Desse modo, a cultura não se separa da subjetividade que é plural e polifônica. Cultivar e
refinar o espírito é se permitir estranhar tudo o que é familiar, se mover e se deslocar na cultura
e no pensamento. Mais uma vez lembrando a saga de Alice, não devemos nos preocupar muito
com o caminho a seguir, pois Exu é o que nos arrasta para fora dos sulcos costumeiros, poten-
cializa a abertura de novos caminhos e turbilhona os vivos. O que dispara novos rumos e nos
faz remexer em busca de novas possibilidades de vida. O caminho está sempre por vir. Desse
modo, Exu transforma-se no ápice do imaginário individual e coletivo pois é, a um só tempo,
construção e desconstrução, individualidade e coletividade. É síntese, sendo ao mesmo tempo
tese e antítese. É dialética.

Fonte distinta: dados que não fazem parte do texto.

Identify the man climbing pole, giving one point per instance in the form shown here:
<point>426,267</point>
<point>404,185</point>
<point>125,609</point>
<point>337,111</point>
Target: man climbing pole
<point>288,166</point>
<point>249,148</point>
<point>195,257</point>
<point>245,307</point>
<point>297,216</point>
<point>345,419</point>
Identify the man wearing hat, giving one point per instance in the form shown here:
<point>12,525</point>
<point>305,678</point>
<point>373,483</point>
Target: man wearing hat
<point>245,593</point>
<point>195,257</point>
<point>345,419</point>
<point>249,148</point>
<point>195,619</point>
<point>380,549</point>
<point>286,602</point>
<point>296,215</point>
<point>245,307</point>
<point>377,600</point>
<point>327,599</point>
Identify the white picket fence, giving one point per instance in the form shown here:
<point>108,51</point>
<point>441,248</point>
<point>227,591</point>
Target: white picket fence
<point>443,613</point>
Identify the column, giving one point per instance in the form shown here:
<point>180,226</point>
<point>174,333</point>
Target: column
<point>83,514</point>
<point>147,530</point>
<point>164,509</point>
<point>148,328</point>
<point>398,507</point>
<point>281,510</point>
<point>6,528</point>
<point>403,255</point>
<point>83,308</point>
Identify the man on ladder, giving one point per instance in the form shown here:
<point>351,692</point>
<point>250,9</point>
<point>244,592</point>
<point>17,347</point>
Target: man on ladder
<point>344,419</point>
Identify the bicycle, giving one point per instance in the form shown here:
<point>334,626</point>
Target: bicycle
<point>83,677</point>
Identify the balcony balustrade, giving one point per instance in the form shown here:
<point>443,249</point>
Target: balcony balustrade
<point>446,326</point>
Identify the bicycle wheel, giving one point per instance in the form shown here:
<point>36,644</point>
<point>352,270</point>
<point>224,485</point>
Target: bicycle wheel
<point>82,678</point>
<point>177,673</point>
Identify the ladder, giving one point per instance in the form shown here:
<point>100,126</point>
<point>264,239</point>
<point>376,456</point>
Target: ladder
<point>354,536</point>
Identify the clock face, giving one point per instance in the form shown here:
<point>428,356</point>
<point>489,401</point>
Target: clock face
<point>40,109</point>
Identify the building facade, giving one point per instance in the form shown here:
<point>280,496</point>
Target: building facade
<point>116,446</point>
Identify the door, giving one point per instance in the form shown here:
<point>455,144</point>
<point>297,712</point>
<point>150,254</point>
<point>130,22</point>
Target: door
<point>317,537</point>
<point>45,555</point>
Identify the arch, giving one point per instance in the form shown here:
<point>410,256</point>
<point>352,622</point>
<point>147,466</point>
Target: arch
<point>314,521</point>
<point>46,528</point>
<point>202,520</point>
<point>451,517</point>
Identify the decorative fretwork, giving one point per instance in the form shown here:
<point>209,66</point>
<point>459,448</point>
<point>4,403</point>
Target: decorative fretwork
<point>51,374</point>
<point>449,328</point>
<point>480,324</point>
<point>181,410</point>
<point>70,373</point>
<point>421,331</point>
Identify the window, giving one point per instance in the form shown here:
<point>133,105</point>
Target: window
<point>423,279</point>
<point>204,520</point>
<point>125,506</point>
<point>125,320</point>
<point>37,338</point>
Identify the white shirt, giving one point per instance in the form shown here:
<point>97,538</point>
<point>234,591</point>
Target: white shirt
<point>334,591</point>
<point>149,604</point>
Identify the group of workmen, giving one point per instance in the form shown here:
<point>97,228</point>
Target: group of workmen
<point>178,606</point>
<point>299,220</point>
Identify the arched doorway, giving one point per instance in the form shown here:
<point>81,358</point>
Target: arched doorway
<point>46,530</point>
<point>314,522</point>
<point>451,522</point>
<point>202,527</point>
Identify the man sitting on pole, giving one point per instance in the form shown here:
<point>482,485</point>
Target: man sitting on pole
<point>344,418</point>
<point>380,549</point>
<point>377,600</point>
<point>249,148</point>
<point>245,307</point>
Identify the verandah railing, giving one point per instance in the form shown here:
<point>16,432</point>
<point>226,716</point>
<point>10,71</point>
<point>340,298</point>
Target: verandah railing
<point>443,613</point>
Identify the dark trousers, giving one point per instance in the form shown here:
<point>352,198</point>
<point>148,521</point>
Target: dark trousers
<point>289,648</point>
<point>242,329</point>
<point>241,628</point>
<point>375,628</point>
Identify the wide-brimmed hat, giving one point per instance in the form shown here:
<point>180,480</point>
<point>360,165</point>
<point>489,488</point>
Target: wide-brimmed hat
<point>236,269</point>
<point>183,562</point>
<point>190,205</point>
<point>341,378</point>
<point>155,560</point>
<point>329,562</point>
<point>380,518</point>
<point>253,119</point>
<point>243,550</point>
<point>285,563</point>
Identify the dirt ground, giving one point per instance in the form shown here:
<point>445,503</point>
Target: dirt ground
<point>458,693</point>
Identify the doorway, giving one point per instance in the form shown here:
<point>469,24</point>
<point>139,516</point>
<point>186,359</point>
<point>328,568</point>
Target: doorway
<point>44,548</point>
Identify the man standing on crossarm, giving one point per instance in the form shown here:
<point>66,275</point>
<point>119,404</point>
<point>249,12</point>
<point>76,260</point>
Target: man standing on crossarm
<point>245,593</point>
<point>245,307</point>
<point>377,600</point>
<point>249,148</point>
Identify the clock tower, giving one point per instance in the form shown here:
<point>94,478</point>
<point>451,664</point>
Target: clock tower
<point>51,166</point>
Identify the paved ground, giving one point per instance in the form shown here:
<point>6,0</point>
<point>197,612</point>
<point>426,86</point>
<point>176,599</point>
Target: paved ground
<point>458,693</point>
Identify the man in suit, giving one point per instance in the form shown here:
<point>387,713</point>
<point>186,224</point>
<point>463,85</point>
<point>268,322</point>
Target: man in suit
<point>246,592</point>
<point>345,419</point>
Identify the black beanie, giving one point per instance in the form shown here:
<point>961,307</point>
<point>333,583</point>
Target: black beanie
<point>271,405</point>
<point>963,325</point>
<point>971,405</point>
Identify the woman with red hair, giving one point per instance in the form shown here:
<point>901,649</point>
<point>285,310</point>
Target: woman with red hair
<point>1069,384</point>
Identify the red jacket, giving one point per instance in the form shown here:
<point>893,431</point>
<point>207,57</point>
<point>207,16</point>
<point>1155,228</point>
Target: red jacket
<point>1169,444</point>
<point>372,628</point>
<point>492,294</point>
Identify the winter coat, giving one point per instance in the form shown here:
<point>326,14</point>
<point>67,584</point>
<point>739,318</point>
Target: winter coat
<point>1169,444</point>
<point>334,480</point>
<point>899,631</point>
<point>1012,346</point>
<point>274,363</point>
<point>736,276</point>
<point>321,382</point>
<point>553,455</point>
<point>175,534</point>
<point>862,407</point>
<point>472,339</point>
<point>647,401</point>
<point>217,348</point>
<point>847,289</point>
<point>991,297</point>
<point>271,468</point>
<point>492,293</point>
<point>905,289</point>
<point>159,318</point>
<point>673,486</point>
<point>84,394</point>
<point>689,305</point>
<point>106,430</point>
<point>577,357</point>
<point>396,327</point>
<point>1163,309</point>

É o vagabundo, o vagamundo, o forasteiro, o rebelde, o transgressor
e o mal dito Deus-Diabo de múltiplas faces que ativa a imaginação criadora e nos faz dar um
eterno sim à vida. Laroiê, Exu!

Nota

1 Ora, a noção de axé deve ser compreendida de forma ampla e complexa, pois axé a abarca o todo e a parte
da cosmologia yorubá. Axé se dá, axé se recebe. É a força, a potência, élan vital do candomblé. É a magia e
a mística que circula nos terreiros. É o que verdadeiramente existe.